Saïda l'heureuse
Chapitre 12

Malgré sa situation excentrique, à la limite méridionale de l'urbanisation et des cultures, Saïda était, d'après son importance démographique, la neuvième ville de l'Oranie, comparable ainsi à Perrégaux, Tiaret (son pendant oriental), Ain-Temouchent, ou Beni-Saf. Dans un simple marché arabe, animé périodiquement par la présence temporaire de nomades chameliers du Sud, les Français avaient instillé un sang nouveau. Ils ont investi, au ksar primitif de Saïda, une personnalité humaine et l'ont transformé, en y créant une cité vivante et permanente de sédentaires, créatrice de richesses. Dans cette région, jadis presque déserte, s'étaient groupées: cultures de céréales, de vignes, de primeurs, exploitations forestière et alfatière, activité commerciale, profitant de l'équipement d'un noeud de voies routières et ferroviaires à longue distance. En 1962, la vie foisonnait, là où il y a 120 ans ce n'était qu'aridité et somnolence.

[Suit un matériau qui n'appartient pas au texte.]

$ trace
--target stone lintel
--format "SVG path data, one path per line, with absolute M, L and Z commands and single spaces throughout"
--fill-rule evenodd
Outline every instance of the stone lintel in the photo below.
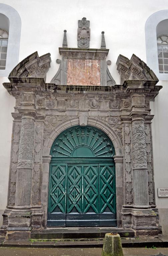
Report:
M 85 49 L 80 48 L 64 48 L 59 47 L 59 53 L 60 55 L 65 54 L 67 58 L 76 58 L 87 59 L 88 54 L 89 54 L 89 59 L 102 59 L 103 56 L 103 59 L 106 58 L 109 49 Z M 103 55 L 101 55 L 103 54 Z M 90 58 L 92 56 L 92 58 Z

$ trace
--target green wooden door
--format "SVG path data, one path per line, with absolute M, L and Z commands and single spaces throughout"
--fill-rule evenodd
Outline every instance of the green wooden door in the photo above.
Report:
M 98 164 L 68 165 L 67 226 L 99 225 Z
M 56 139 L 51 150 L 48 226 L 116 226 L 114 154 L 107 136 L 91 127 L 68 129 Z

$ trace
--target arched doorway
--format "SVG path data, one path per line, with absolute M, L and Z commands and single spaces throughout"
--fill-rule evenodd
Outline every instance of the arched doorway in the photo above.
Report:
M 47 225 L 116 226 L 114 146 L 102 131 L 74 126 L 51 148 Z

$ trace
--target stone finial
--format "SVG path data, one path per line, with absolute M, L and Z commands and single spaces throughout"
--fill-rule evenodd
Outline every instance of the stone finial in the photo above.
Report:
M 106 49 L 106 42 L 104 38 L 104 31 L 102 32 L 102 40 L 101 42 L 101 49 Z
M 64 48 L 67 48 L 68 47 L 68 44 L 67 43 L 67 38 L 66 37 L 66 29 L 64 30 L 64 34 L 63 42 L 62 42 L 62 47 Z
M 84 17 L 78 21 L 77 40 L 78 48 L 89 48 L 90 39 L 90 21 Z

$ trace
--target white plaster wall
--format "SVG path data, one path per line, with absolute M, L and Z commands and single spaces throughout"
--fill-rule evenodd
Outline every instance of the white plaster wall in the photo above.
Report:
M 115 64 L 118 55 L 121 54 L 130 58 L 134 53 L 145 62 L 145 22 L 154 13 L 168 9 L 167 0 L 1 0 L 1 2 L 14 8 L 21 17 L 19 61 L 36 51 L 39 56 L 50 53 L 52 62 L 47 82 L 59 67 L 56 60 L 61 58 L 58 48 L 62 46 L 64 30 L 67 30 L 68 47 L 77 47 L 77 21 L 86 17 L 90 20 L 90 48 L 100 47 L 101 32 L 105 31 L 106 47 L 110 49 L 107 59 L 112 61 L 109 68 L 119 83 Z M 15 103 L 3 87 L 5 80 L 7 78 L 0 79 L 0 210 L 5 209 L 7 203 L 12 125 L 10 113 Z M 160 81 L 159 84 L 163 88 L 156 101 L 151 104 L 155 115 L 152 132 L 156 189 L 168 187 L 168 83 Z M 156 199 L 158 208 L 168 207 L 168 198 L 159 199 L 156 194 Z

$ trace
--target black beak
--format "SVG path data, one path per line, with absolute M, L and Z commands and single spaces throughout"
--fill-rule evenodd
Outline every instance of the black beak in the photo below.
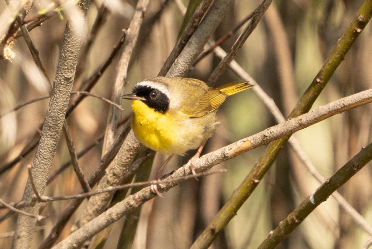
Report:
M 138 100 L 146 100 L 146 99 L 142 97 L 139 97 L 134 94 L 126 94 L 121 96 L 122 98 L 126 99 L 138 99 Z

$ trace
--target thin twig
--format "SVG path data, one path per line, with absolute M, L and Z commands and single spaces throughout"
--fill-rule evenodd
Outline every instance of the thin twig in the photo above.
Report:
M 48 99 L 50 98 L 50 96 L 44 96 L 44 97 L 40 97 L 40 98 L 38 98 L 36 99 L 32 99 L 29 101 L 28 101 L 23 104 L 20 104 L 14 108 L 10 109 L 10 110 L 8 110 L 4 112 L 3 113 L 0 114 L 0 118 L 2 118 L 3 117 L 6 115 L 7 114 L 9 114 L 13 112 L 15 112 L 16 111 L 18 111 L 20 108 L 22 108 L 23 107 L 25 107 L 28 105 L 29 105 L 30 104 L 32 104 L 33 103 L 35 103 L 35 102 L 37 102 L 40 100 L 43 100 L 43 99 Z
M 140 29 L 149 2 L 149 0 L 139 0 L 137 2 L 134 14 L 128 27 L 126 38 L 123 45 L 123 50 L 118 65 L 118 72 L 111 98 L 113 102 L 118 104 L 121 102 L 121 97 L 126 84 L 129 59 L 137 43 Z M 103 154 L 107 151 L 114 142 L 120 114 L 117 110 L 112 107 L 110 108 L 102 149 Z
M 24 211 L 22 211 L 22 210 L 20 210 L 19 209 L 16 209 L 16 208 L 13 207 L 12 205 L 8 204 L 8 203 L 4 202 L 3 200 L 2 199 L 0 199 L 0 203 L 1 203 L 4 206 L 5 206 L 7 208 L 13 211 L 13 212 L 15 212 L 16 213 L 18 213 L 22 214 L 23 214 L 24 215 L 26 215 L 30 217 L 32 217 L 32 218 L 36 218 L 38 219 L 38 220 L 39 221 L 46 218 L 46 217 L 45 217 L 43 216 L 42 216 L 41 215 L 39 215 L 39 214 L 31 214 L 29 213 L 27 213 L 26 212 L 25 212 Z
M 372 1 L 366 0 L 356 13 L 349 28 L 339 40 L 322 68 L 290 114 L 290 118 L 309 111 L 346 53 L 369 22 L 371 15 Z M 205 246 L 211 245 L 233 217 L 229 214 L 236 213 L 251 196 L 290 137 L 289 135 L 283 137 L 273 141 L 266 148 L 248 175 L 237 188 L 235 193 L 239 194 L 233 194 L 194 243 Z M 214 232 L 215 231 L 217 232 Z
M 363 245 L 362 249 L 368 249 L 372 245 L 372 236 L 370 236 L 366 242 L 365 244 Z
M 109 151 L 101 160 L 98 166 L 88 179 L 89 186 L 91 187 L 95 185 L 103 175 L 105 170 L 111 162 L 114 157 L 118 153 L 122 144 L 129 132 L 130 126 L 127 124 L 121 133 L 118 136 Z M 63 212 L 60 216 L 58 220 L 54 225 L 48 235 L 48 237 L 43 242 L 39 248 L 49 248 L 54 243 L 55 241 L 62 232 L 64 226 L 71 218 L 73 214 L 79 207 L 83 202 L 83 199 L 76 199 L 68 205 Z
M 76 174 L 76 176 L 77 177 L 77 179 L 79 180 L 79 182 L 80 183 L 83 190 L 86 192 L 90 192 L 92 190 L 92 189 L 89 186 L 88 180 L 87 180 L 86 177 L 84 175 L 83 170 L 79 166 L 77 155 L 76 154 L 76 150 L 75 149 L 75 146 L 74 146 L 74 143 L 72 141 L 72 138 L 71 138 L 70 131 L 68 130 L 67 122 L 65 119 L 64 123 L 63 128 L 65 130 L 64 134 L 65 135 L 65 138 L 67 142 L 66 144 L 68 149 L 68 152 L 70 153 L 70 157 L 71 158 L 71 163 L 74 170 L 75 171 L 75 173 Z
M 218 57 L 222 58 L 226 55 L 226 52 L 219 47 L 217 47 L 214 50 L 215 53 Z M 245 81 L 255 85 L 252 88 L 256 94 L 262 101 L 267 108 L 272 114 L 278 123 L 285 121 L 285 118 L 280 112 L 280 110 L 275 105 L 273 99 L 265 92 L 263 89 L 251 77 L 248 73 L 240 66 L 234 60 L 230 63 L 230 66 L 232 70 L 238 76 Z M 325 178 L 317 171 L 316 168 L 311 163 L 308 157 L 301 148 L 298 141 L 295 137 L 292 136 L 288 141 L 291 148 L 293 150 L 297 156 L 305 165 L 307 170 L 320 183 L 323 182 Z M 335 191 L 332 194 L 332 196 L 337 202 L 341 208 L 349 214 L 355 222 L 362 229 L 369 234 L 372 234 L 372 227 L 366 220 L 365 219 L 350 205 L 338 192 Z
M 39 201 L 42 202 L 41 197 L 40 196 L 40 194 L 39 193 L 39 191 L 38 191 L 38 190 L 36 188 L 36 186 L 35 186 L 35 183 L 33 181 L 33 177 L 32 177 L 32 166 L 31 165 L 29 165 L 27 166 L 27 170 L 28 172 L 28 177 L 30 179 L 31 186 L 32 187 L 33 193 L 35 193 L 35 195 Z
M 110 105 L 114 105 L 118 108 L 121 111 L 124 111 L 124 109 L 121 108 L 121 106 L 120 105 L 118 105 L 116 103 L 114 103 L 109 99 L 108 99 L 104 97 L 102 97 L 102 96 L 100 96 L 96 94 L 92 94 L 89 92 L 86 92 L 85 91 L 73 91 L 71 92 L 71 94 L 77 94 L 77 95 L 80 95 L 80 94 L 83 94 L 84 95 L 87 95 L 90 96 L 92 96 L 94 97 L 94 98 L 97 98 L 103 100 L 104 101 L 106 101 Z
M 261 17 L 264 14 L 266 10 L 267 9 L 267 8 L 271 3 L 272 1 L 272 0 L 264 0 L 257 8 L 256 10 L 254 12 L 255 14 L 252 17 L 249 23 L 247 26 L 244 31 L 239 36 L 235 43 L 232 45 L 226 56 L 220 62 L 218 66 L 216 67 L 214 70 L 213 71 L 213 72 L 209 76 L 208 81 L 207 82 L 207 84 L 208 85 L 211 86 L 213 86 L 217 79 L 222 74 L 225 69 L 228 66 L 229 63 L 235 57 L 238 51 L 243 46 L 247 39 L 252 33 L 252 32 L 257 26 L 257 24 L 258 24 L 260 20 L 261 20 Z
M 42 226 L 35 227 L 33 230 L 34 232 L 38 232 L 40 230 L 44 230 L 46 228 L 46 226 Z M 5 239 L 13 237 L 14 235 L 14 231 L 10 232 L 8 233 L 3 233 L 0 234 L 0 239 Z
M 198 57 L 198 58 L 196 59 L 196 60 L 194 62 L 194 63 L 193 64 L 193 66 L 195 66 L 195 65 L 198 64 L 199 61 L 202 60 L 205 56 L 213 52 L 213 50 L 214 50 L 214 49 L 216 47 L 221 45 L 221 44 L 223 43 L 226 40 L 231 37 L 233 35 L 237 32 L 239 29 L 241 27 L 244 25 L 244 23 L 249 20 L 254 16 L 257 10 L 257 9 L 256 9 L 256 10 L 253 11 L 251 13 L 246 16 L 244 19 L 242 20 L 240 22 L 238 23 L 235 28 L 228 32 L 227 34 L 217 40 L 213 45 L 211 46 L 209 48 L 201 53 L 200 55 Z
M 93 73 L 84 83 L 82 84 L 81 90 L 84 90 L 84 91 L 90 91 L 95 85 L 96 83 L 102 74 L 112 62 L 112 60 L 116 53 L 120 50 L 125 40 L 125 31 L 123 31 L 123 35 L 121 37 L 118 43 L 114 46 L 112 51 L 108 59 L 99 67 L 99 69 Z M 66 117 L 68 116 L 71 112 L 73 111 L 77 105 L 87 96 L 86 95 L 81 95 L 67 109 L 66 114 Z M 42 124 L 39 126 L 40 130 L 41 130 L 42 127 Z M 13 167 L 28 154 L 29 153 L 32 151 L 33 149 L 36 147 L 39 143 L 40 139 L 40 132 L 38 131 L 36 132 L 32 136 L 32 138 L 27 143 L 26 145 L 22 150 L 21 153 L 18 156 L 0 168 L 0 174 L 2 174 Z
M 311 212 L 327 200 L 331 194 L 343 185 L 372 159 L 372 143 L 362 150 L 327 179 L 312 194 L 280 223 L 258 247 L 274 248 L 286 238 Z
M 167 74 L 167 72 L 191 37 L 191 36 L 200 23 L 201 20 L 202 20 L 202 18 L 205 14 L 205 12 L 212 2 L 212 0 L 203 0 L 201 3 L 190 18 L 182 35 L 181 36 L 176 46 L 173 48 L 170 54 L 166 60 L 159 73 L 158 74 L 158 76 L 165 76 Z
M 195 175 L 195 176 L 209 176 L 217 173 L 223 173 L 226 172 L 225 169 L 222 169 L 217 171 L 212 171 L 206 172 L 202 172 L 198 173 Z M 172 183 L 176 181 L 178 181 L 180 180 L 183 181 L 195 178 L 193 175 L 188 175 L 181 177 L 179 178 L 164 179 L 160 180 L 153 180 L 146 182 L 137 182 L 129 184 L 125 184 L 123 185 L 119 185 L 115 187 L 110 187 L 107 189 L 101 189 L 99 190 L 96 190 L 89 192 L 89 193 L 82 193 L 78 194 L 74 194 L 71 196 L 57 196 L 55 197 L 48 197 L 43 196 L 41 196 L 41 200 L 43 202 L 54 202 L 55 201 L 61 201 L 65 200 L 71 200 L 72 199 L 76 199 L 80 198 L 85 198 L 87 197 L 90 197 L 99 194 L 103 193 L 113 192 L 121 190 L 123 189 L 130 189 L 135 187 L 150 186 L 152 185 L 158 185 L 159 184 L 169 184 Z
M 167 77 L 184 77 L 203 51 L 207 41 L 221 22 L 232 0 L 215 0 L 198 28 L 167 73 Z
M 371 102 L 372 89 L 356 94 L 320 107 L 310 112 L 288 120 L 284 123 L 277 125 L 254 135 L 205 155 L 194 162 L 194 169 L 196 172 L 202 172 L 210 168 L 214 165 L 231 159 L 257 146 L 267 144 L 270 141 L 277 139 L 279 137 L 287 136 L 289 134 L 295 132 L 300 128 L 304 128 L 305 127 L 307 127 L 321 120 L 324 120 L 336 113 L 340 113 L 351 108 Z M 167 176 L 166 179 L 179 178 L 188 174 L 184 168 L 181 168 Z M 254 180 L 253 179 L 251 180 L 254 181 Z M 158 190 L 160 193 L 163 193 L 181 181 L 182 181 L 179 180 L 167 184 L 159 184 Z M 257 180 L 254 182 L 257 186 L 259 180 Z M 54 248 L 56 249 L 69 248 L 74 245 L 78 246 L 81 245 L 99 230 L 116 221 L 140 205 L 155 197 L 156 194 L 150 191 L 150 187 L 146 187 L 129 196 L 125 199 L 87 223 L 79 229 L 71 234 Z M 233 193 L 233 195 L 241 194 L 239 192 L 235 191 Z M 231 215 L 234 216 L 235 213 L 232 213 Z
M 131 117 L 131 116 L 132 115 L 131 113 L 129 113 L 127 114 L 126 115 L 123 117 L 122 118 L 119 122 L 118 124 L 118 126 L 121 125 L 124 123 L 127 122 L 129 119 L 129 118 Z M 98 137 L 96 140 L 91 143 L 89 145 L 88 145 L 87 147 L 84 148 L 84 149 L 82 150 L 79 153 L 77 154 L 77 158 L 78 159 L 80 158 L 80 157 L 85 155 L 87 152 L 88 152 L 90 149 L 93 148 L 93 147 L 96 145 L 98 145 L 103 140 L 103 137 L 104 134 L 102 134 L 99 137 Z M 58 169 L 54 173 L 51 175 L 48 178 L 48 181 L 46 181 L 46 185 L 49 184 L 53 180 L 55 179 L 58 176 L 61 174 L 64 170 L 66 168 L 67 168 L 68 167 L 70 166 L 71 164 L 71 161 L 70 160 L 69 161 L 67 162 L 66 163 L 64 163 L 62 165 L 61 167 Z

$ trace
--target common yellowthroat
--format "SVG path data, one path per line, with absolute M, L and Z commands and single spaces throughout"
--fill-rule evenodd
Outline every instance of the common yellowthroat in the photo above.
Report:
M 132 93 L 122 98 L 132 100 L 132 127 L 140 142 L 168 155 L 183 155 L 201 146 L 193 158 L 218 123 L 218 107 L 227 96 L 253 86 L 243 81 L 212 88 L 195 79 L 157 77 L 137 83 Z

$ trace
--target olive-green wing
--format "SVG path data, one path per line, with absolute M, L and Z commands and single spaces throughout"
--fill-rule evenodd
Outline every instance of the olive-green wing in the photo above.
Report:
M 192 99 L 189 100 L 189 102 L 191 104 L 189 108 L 183 111 L 190 117 L 201 117 L 215 110 L 224 102 L 227 96 L 252 86 L 244 81 L 229 83 L 215 89 L 205 89 L 202 94 L 193 95 L 194 97 L 191 98 Z

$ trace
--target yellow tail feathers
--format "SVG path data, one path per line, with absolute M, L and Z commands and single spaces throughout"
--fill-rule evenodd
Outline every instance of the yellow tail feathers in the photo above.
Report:
M 248 81 L 232 82 L 220 86 L 217 90 L 229 96 L 232 95 L 239 92 L 250 88 L 253 85 L 250 84 Z

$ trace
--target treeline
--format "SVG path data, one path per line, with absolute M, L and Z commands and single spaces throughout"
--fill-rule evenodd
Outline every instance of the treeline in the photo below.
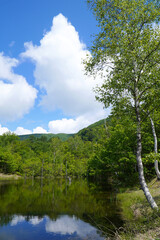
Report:
M 154 114 L 160 132 L 159 114 Z M 0 136 L 0 171 L 28 177 L 107 178 L 116 184 L 138 183 L 136 125 L 130 114 L 116 114 L 81 130 L 66 141 L 30 136 L 20 140 L 15 134 Z M 149 119 L 144 119 L 143 164 L 147 179 L 155 176 L 154 138 Z

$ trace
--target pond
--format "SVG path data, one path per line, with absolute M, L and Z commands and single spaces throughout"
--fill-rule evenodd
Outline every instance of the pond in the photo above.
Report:
M 121 225 L 109 186 L 83 179 L 0 181 L 1 240 L 104 240 Z

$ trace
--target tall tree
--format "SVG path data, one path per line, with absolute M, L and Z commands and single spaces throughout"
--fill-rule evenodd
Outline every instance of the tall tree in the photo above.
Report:
M 142 164 L 141 113 L 148 95 L 160 89 L 160 1 L 88 0 L 100 27 L 86 62 L 86 71 L 102 71 L 97 99 L 116 106 L 126 99 L 137 123 L 136 158 L 139 179 L 152 208 L 158 208 L 147 187 Z M 145 104 L 145 102 L 147 104 Z M 152 103 L 150 103 L 152 104 Z

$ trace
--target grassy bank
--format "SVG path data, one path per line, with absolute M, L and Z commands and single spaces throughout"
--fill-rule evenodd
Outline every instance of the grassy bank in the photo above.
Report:
M 154 179 L 149 189 L 160 208 L 160 181 Z M 153 211 L 142 190 L 118 194 L 125 225 L 118 230 L 117 239 L 160 240 L 160 211 Z
M 21 176 L 16 174 L 4 174 L 0 173 L 0 180 L 17 180 L 20 179 Z

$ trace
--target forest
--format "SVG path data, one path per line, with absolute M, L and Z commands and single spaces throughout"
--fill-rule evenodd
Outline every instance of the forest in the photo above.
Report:
M 159 114 L 154 112 L 156 133 Z M 0 171 L 24 177 L 92 178 L 119 186 L 138 185 L 136 124 L 128 112 L 113 110 L 103 119 L 62 140 L 50 134 L 0 136 Z M 149 119 L 142 128 L 143 164 L 147 180 L 156 176 L 154 138 Z M 21 140 L 22 139 L 22 140 Z

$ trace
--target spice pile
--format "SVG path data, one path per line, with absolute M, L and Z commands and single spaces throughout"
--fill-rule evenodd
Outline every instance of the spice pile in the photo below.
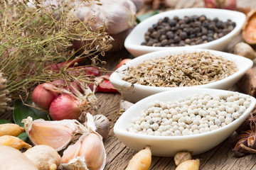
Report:
M 161 87 L 202 85 L 223 79 L 237 71 L 233 62 L 210 52 L 178 54 L 129 67 L 122 79 Z
M 238 92 L 193 95 L 167 103 L 155 101 L 132 120 L 127 130 L 156 136 L 207 132 L 239 118 L 250 103 L 250 96 Z
M 217 40 L 231 32 L 235 23 L 223 22 L 218 18 L 213 20 L 206 16 L 191 16 L 172 19 L 165 17 L 149 27 L 145 33 L 142 45 L 176 47 L 194 45 Z

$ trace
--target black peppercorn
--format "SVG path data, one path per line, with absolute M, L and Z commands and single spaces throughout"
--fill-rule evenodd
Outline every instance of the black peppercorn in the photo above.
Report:
M 166 16 L 148 28 L 142 45 L 175 47 L 206 43 L 225 36 L 235 27 L 235 23 L 231 20 L 223 22 L 218 18 L 207 18 L 205 15 L 183 18 Z
M 181 41 L 181 38 L 178 36 L 174 37 L 174 43 L 178 43 Z
M 185 32 L 181 32 L 180 37 L 181 40 L 185 40 L 187 38 L 187 34 Z
M 175 20 L 169 20 L 169 21 L 170 26 L 173 27 L 173 26 L 176 26 L 177 22 Z
M 174 38 L 174 34 L 171 31 L 168 31 L 166 33 L 166 37 L 168 39 L 173 39 Z

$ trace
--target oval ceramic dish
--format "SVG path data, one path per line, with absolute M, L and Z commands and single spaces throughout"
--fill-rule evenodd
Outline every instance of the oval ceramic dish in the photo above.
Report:
M 196 86 L 193 87 L 202 87 L 202 88 L 210 88 L 210 89 L 228 89 L 232 86 L 233 86 L 245 74 L 245 72 L 252 67 L 253 62 L 252 60 L 239 56 L 227 52 L 210 50 L 204 50 L 204 49 L 171 49 L 164 51 L 157 51 L 154 52 L 150 52 L 144 55 L 137 57 L 127 62 L 126 65 L 123 65 L 117 69 L 110 76 L 110 80 L 112 85 L 117 89 L 117 90 L 121 93 L 125 98 L 126 100 L 131 102 L 137 102 L 145 97 L 147 97 L 150 95 L 159 93 L 164 91 L 169 90 L 177 90 L 177 89 L 186 89 L 193 88 L 193 86 L 186 86 L 186 87 L 156 87 L 156 86 L 149 86 L 134 84 L 132 87 L 131 87 L 131 83 L 125 81 L 122 79 L 123 75 L 125 74 L 126 69 L 129 66 L 136 66 L 139 63 L 143 62 L 143 61 L 154 59 L 156 57 L 162 57 L 166 56 L 169 56 L 171 55 L 180 54 L 182 52 L 201 52 L 201 51 L 208 51 L 211 54 L 221 56 L 224 59 L 233 61 L 237 65 L 238 71 L 235 74 L 219 81 L 215 82 Z
M 186 46 L 186 47 L 191 47 L 196 48 L 211 49 L 219 51 L 222 51 L 225 49 L 225 47 L 231 42 L 232 39 L 240 33 L 246 19 L 246 16 L 244 13 L 231 10 L 203 8 L 172 10 L 149 17 L 139 23 L 127 37 L 124 41 L 124 47 L 134 57 L 138 57 L 154 51 L 164 50 L 170 48 L 183 48 L 184 47 L 151 47 L 141 45 L 141 44 L 144 41 L 144 34 L 147 31 L 148 28 L 154 23 L 156 23 L 159 19 L 164 18 L 165 16 L 172 18 L 174 16 L 177 16 L 179 18 L 183 18 L 185 16 L 190 16 L 193 15 L 205 15 L 208 18 L 210 19 L 213 19 L 215 17 L 217 17 L 223 21 L 230 19 L 236 23 L 236 26 L 230 33 L 218 40 L 204 44 Z
M 149 146 L 154 156 L 174 157 L 180 151 L 193 152 L 193 154 L 207 152 L 224 141 L 242 124 L 255 106 L 255 98 L 250 96 L 252 102 L 239 118 L 227 125 L 205 133 L 186 136 L 153 136 L 128 132 L 127 128 L 132 118 L 139 116 L 149 103 L 154 101 L 167 103 L 181 97 L 186 98 L 189 95 L 207 93 L 214 96 L 220 93 L 223 94 L 228 92 L 228 91 L 224 90 L 194 88 L 164 91 L 152 95 L 135 103 L 123 113 L 114 126 L 114 132 L 123 143 L 136 151 Z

Qui peut se permettre d'oublier le labeur de Titan que représentaient, alors, au profit des Musulmans autant que des Européens, la création et la croissance d'une ville et de villages, à l'orée du Sud Oranais, l'ouverture de plus de 1000 kilomètres de routes principales, de 850 kilomètres de voies ferrées, le défrichement, l'équipement, l'irrigation, la mise en culture, le reboisement, la restauration des sols, la mise en place de points d'eau. Quel miracle supplémentaire, n'auraient pas réalisé nos ingénieurs de l'hydraulique en captant et en utilisant les nappes d'eau douce dont ils avaient découvert l'existence sous le Chott-ech-Chergui, cette eau stérile?

Malgré le sang versé par nos soldats métropolitains et nos valeureux Légionnaires, le labeur de nos colons et de nos techniciens, l'égoïste Métropole, ignorante des choses locales, a abandonné, là comme ailleurs en Algérie, sans compensation, "ce que nous n'avions pas perdu". L'oeuvre civilisatrice effectuée a été ruinée, d'un trait de plume inconscient, compromettant à la fois le potentiel vital, des Musulmans et, par ailleurs, notre ravitaillement en pétrole que nos ingénieurs avaient découvert et équipé.